No, they create more. If you assume the lean company grows sales at the same rate as some poorly management company then it may well be that the lean company creates fewer jobs. However that is not a valid assumption. Deming provided the reason in his presentations to Japan in the 1950’s with his chain reaction. From page 3 of Out of the Crisis
- Improve Quality —>
- Costs decrease because of less rework, fewer mistakes, fewer delays, snags, better use of machine-time and materials —>
- Productivity Improves —>
- Capture the market with better quality and lower price —>
- Stay in Business —>
- Provide jobs and more jobs
For an example of this process at work see GM, Ford and Toyota. Toyota defines lean (Toyota’s management system is what was called lean manufacturing by Jim Womack and Dan Jones).

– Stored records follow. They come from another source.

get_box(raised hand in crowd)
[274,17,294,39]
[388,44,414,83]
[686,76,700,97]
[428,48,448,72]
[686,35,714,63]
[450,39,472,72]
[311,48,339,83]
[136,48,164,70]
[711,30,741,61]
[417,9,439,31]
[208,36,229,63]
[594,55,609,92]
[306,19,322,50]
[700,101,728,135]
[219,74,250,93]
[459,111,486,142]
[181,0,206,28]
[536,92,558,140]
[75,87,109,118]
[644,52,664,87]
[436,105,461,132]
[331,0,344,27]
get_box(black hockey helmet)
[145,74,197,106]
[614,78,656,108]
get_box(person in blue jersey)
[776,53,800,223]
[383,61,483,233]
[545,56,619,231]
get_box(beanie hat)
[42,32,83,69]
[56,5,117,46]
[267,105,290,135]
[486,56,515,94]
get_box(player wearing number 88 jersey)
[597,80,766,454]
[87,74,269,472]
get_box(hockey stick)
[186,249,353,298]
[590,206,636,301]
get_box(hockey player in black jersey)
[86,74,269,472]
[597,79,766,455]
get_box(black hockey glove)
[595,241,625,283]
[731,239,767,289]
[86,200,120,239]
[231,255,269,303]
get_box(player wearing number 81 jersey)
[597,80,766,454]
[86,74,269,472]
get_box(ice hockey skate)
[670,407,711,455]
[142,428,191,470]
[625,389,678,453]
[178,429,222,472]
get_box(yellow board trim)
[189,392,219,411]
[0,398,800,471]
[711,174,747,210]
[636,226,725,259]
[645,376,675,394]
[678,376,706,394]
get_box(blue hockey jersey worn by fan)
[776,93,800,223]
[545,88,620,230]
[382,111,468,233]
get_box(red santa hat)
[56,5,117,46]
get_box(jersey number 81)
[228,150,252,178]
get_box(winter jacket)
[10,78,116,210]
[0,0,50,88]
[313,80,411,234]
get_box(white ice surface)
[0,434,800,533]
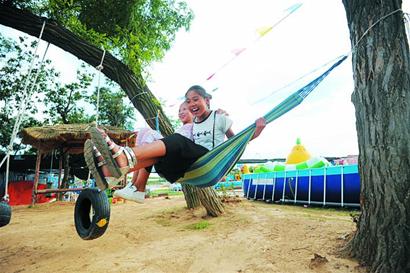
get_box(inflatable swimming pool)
[243,165,360,207]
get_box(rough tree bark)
[343,0,410,273]
[182,184,201,209]
[0,4,222,215]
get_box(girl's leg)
[132,168,150,192]
[98,128,166,177]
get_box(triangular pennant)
[232,47,246,56]
[256,26,272,37]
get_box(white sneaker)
[113,183,145,203]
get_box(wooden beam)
[36,188,85,194]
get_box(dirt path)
[0,194,364,273]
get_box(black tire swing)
[0,201,11,227]
[74,188,110,240]
[74,49,110,240]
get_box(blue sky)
[0,0,410,158]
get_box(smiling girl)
[84,85,266,202]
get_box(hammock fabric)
[177,56,347,187]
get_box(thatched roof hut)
[20,123,134,154]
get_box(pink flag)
[232,47,246,56]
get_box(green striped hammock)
[177,56,347,187]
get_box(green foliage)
[32,0,193,75]
[88,83,135,130]
[44,66,92,124]
[0,35,51,152]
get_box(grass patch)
[186,220,211,230]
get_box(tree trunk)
[343,0,410,273]
[196,187,224,217]
[0,3,173,135]
[0,3,221,216]
[181,183,201,209]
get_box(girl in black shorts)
[84,85,266,202]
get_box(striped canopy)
[177,56,347,187]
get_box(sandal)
[89,127,137,179]
[84,139,135,190]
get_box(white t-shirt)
[175,123,194,140]
[192,111,232,150]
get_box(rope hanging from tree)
[95,49,105,126]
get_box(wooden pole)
[31,150,41,206]
[57,149,63,200]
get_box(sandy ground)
[0,194,364,273]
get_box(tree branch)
[0,3,173,135]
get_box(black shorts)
[154,134,208,183]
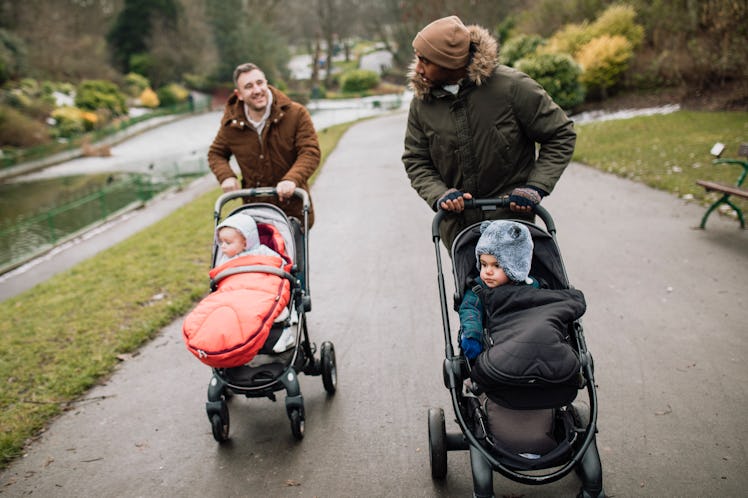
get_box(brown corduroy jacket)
[208,86,320,226]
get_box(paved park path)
[0,113,748,497]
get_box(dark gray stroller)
[428,198,604,498]
[205,187,337,442]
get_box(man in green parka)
[403,16,576,248]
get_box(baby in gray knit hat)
[452,220,537,360]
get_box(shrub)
[138,87,160,109]
[0,105,50,148]
[576,35,634,97]
[156,83,190,107]
[75,80,127,116]
[539,23,594,56]
[515,54,585,109]
[51,107,86,138]
[125,73,151,97]
[340,69,379,93]
[590,5,644,49]
[499,35,545,66]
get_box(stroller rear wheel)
[429,408,447,479]
[320,341,338,394]
[289,410,304,441]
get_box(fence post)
[47,209,57,244]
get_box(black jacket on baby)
[470,285,586,409]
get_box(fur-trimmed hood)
[407,24,499,99]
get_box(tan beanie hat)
[413,16,470,69]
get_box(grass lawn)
[0,112,748,468]
[574,111,748,216]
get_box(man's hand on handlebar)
[436,188,473,213]
[275,180,296,201]
[221,176,240,193]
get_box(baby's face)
[478,254,509,288]
[218,227,247,258]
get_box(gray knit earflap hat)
[216,212,260,251]
[475,220,533,282]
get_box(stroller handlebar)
[431,196,556,239]
[213,187,310,219]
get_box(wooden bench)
[696,143,748,228]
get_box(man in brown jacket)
[208,63,320,226]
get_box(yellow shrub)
[538,23,594,55]
[590,5,644,49]
[138,87,159,108]
[575,35,634,91]
[81,111,99,131]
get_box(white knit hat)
[475,220,534,282]
[216,212,260,251]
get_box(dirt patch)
[574,81,748,113]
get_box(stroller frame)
[428,197,605,498]
[205,187,337,443]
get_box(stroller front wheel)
[429,408,447,479]
[320,341,338,394]
[210,410,229,443]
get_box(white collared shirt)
[244,88,273,136]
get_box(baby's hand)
[460,337,483,360]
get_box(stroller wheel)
[320,341,338,394]
[289,410,304,441]
[210,410,229,443]
[429,408,447,479]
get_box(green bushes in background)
[340,69,379,93]
[75,80,127,116]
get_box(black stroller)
[428,198,604,498]
[205,187,337,442]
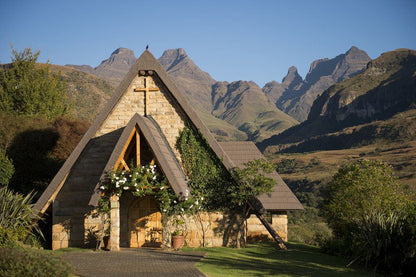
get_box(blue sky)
[0,0,416,86]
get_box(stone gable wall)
[95,76,186,159]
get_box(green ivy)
[99,164,204,216]
[176,127,234,211]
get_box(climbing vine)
[99,164,204,215]
[176,127,234,211]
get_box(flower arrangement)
[100,163,204,215]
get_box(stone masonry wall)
[163,212,287,247]
[95,76,185,158]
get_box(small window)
[264,212,273,224]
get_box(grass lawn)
[184,240,374,277]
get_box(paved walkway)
[62,249,205,277]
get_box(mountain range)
[263,46,371,122]
[259,49,416,151]
[67,47,370,142]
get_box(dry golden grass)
[268,140,416,191]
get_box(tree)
[0,48,71,119]
[322,160,416,272]
[323,160,406,237]
[228,159,276,207]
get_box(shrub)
[323,158,416,273]
[0,247,71,277]
[0,150,14,186]
[0,187,40,247]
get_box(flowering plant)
[100,164,204,215]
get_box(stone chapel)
[35,49,303,251]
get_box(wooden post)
[136,129,140,167]
[110,195,120,251]
[134,77,159,116]
[248,197,287,250]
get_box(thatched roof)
[35,50,302,213]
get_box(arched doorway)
[128,196,162,247]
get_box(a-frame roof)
[219,141,303,211]
[35,50,301,212]
[89,113,190,206]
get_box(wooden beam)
[121,159,130,171]
[114,128,136,170]
[248,197,287,250]
[136,129,140,167]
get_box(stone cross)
[134,77,159,116]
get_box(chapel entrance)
[128,196,162,247]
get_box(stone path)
[62,249,205,277]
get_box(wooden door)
[129,196,162,247]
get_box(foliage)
[0,150,14,187]
[0,187,40,247]
[0,48,71,119]
[277,159,299,174]
[0,113,88,194]
[176,127,233,211]
[323,160,406,236]
[100,164,204,215]
[231,159,276,207]
[323,160,416,272]
[0,247,72,277]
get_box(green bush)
[0,48,72,119]
[323,160,416,273]
[0,247,72,277]
[0,187,40,247]
[0,150,14,186]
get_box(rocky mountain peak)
[94,47,136,86]
[282,66,303,88]
[95,47,136,67]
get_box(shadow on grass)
[192,243,374,276]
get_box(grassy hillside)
[267,135,416,191]
[260,49,416,149]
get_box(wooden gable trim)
[114,126,140,171]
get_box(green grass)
[185,243,374,277]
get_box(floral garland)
[100,164,204,215]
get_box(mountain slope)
[212,81,298,141]
[263,47,371,121]
[66,48,136,87]
[260,49,416,149]
[50,65,114,122]
[158,48,215,111]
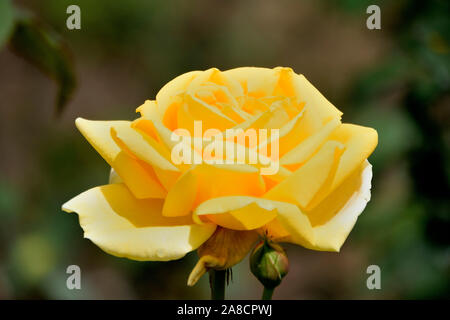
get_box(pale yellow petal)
[194,196,315,246]
[305,160,372,251]
[63,184,216,261]
[75,118,166,198]
[111,125,179,171]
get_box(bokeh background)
[0,0,450,299]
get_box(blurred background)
[0,0,450,299]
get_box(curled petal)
[63,184,216,261]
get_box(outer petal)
[306,160,372,251]
[63,184,216,261]
[75,118,165,199]
[194,196,315,246]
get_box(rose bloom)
[63,67,378,285]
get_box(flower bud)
[250,239,289,289]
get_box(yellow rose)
[63,67,377,284]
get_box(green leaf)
[9,17,76,115]
[0,0,14,48]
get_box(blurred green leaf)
[0,0,14,48]
[11,18,76,114]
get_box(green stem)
[209,270,226,300]
[261,287,275,300]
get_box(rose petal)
[63,184,216,261]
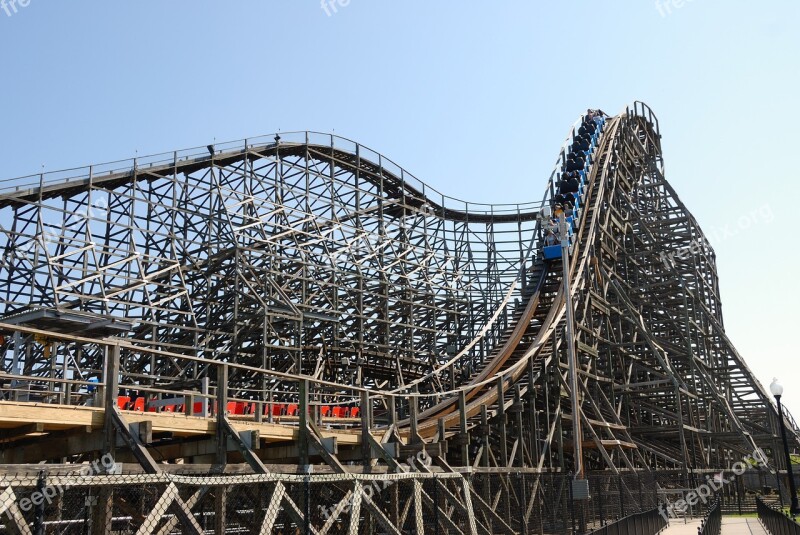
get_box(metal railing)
[756,496,800,535]
[591,509,668,535]
[697,496,722,535]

Toyota continues to add employees while Ford and GM have been shedding jobs.
It is true, for lean (and un-lean) companies alike, productivity is improving (it just improves more at lean companies) which means that fewer people are needed to produce the same amount as we have in the past. We have posted previously about the mistaken belief that jobs are moving overseas.
Job losses are the result of poor management – one of the core principle of lean thinking, Deming’s thoughts… is respect for people (providing good jobs, no layoffs, etc.). It is obvious that productivity continues to improve, which is a great thing. Management must manage that, and other matters, successfully. When management fails employees pay with their jobs (and very unfortunately senior management just pay themselves more and more).
The way to create jobs is to follow Deming’s chain reaction of systemic improvement.